In his reply Ferguson makes some more good points. To reject the covenantal paradigm, he says, is to read as a post-Enlightenment Westerner instead of a 1st century Jew steeped in biblical instruction. In other words, Lane is doing exactly what he complained Ware was doing! All of life was seen through the lens of the covenant. The gospel itself follows this paradigm of indicative and imperative: God did this for you, so now live like this. The prophets repeatedly addressed the unbelief and disobedience of the people. They were not living up to their circumcision (often telling them they needed circumcised hearts). Paul reminds the Romans of the same thing- live the new life revealed in baptism (Romans 6). The answer to sin in the church is not credobaptism (he alludes to the disparity of rolls and attendance in SBC churches), but preaching the gospel and all its implications, just as the Scriptures do.

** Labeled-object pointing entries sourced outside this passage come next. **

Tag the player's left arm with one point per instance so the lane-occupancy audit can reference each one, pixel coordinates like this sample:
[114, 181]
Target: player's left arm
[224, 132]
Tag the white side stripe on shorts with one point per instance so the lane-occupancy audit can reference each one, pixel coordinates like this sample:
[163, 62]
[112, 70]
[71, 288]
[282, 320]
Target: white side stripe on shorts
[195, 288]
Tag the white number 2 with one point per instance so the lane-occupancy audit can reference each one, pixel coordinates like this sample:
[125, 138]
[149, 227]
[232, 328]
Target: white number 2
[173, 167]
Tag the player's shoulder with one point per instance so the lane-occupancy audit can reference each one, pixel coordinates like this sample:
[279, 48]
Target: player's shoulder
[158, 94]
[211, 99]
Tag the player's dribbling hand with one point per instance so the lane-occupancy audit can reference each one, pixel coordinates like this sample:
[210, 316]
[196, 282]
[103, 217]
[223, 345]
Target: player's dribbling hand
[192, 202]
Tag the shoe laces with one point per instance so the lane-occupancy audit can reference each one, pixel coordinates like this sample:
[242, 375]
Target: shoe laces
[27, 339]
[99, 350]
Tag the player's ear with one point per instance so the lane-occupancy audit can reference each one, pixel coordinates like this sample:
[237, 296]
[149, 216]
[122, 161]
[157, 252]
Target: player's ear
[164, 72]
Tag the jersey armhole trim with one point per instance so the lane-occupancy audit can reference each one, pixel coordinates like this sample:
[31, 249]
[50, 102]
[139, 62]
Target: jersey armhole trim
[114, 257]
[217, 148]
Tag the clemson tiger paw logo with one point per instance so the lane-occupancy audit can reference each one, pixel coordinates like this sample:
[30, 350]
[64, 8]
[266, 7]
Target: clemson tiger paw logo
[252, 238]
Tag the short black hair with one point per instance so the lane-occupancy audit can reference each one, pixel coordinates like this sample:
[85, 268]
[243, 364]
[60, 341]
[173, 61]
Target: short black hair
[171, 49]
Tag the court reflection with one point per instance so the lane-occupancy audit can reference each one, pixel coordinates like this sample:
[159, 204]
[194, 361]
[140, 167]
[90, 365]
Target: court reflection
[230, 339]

I recognize that I violated all the laws of blogging, and went on far too long. I could have gone longer. As I noted above, I commend this essay to you as an example of doing good theology. Anger, in its various forms, can be an indication of your presuppositions. When an argument angers you, ask why you think in that way? Does the NT place the OT as a secondary authority? I think not, so neither should you. Does the NT reflect a “pure” church? I think not, and neither should you. Does it reveal disunity between the people of God? No, Gentiles are made partakers with believing Israel. We are of the same vine, and speaks of the church in explicitly OT language. Getting those presuppositions wrong can blind you to what is really going in in Scripture. Or, in other words, you misinterpret the Scriptures by removing them from their proper biblical context.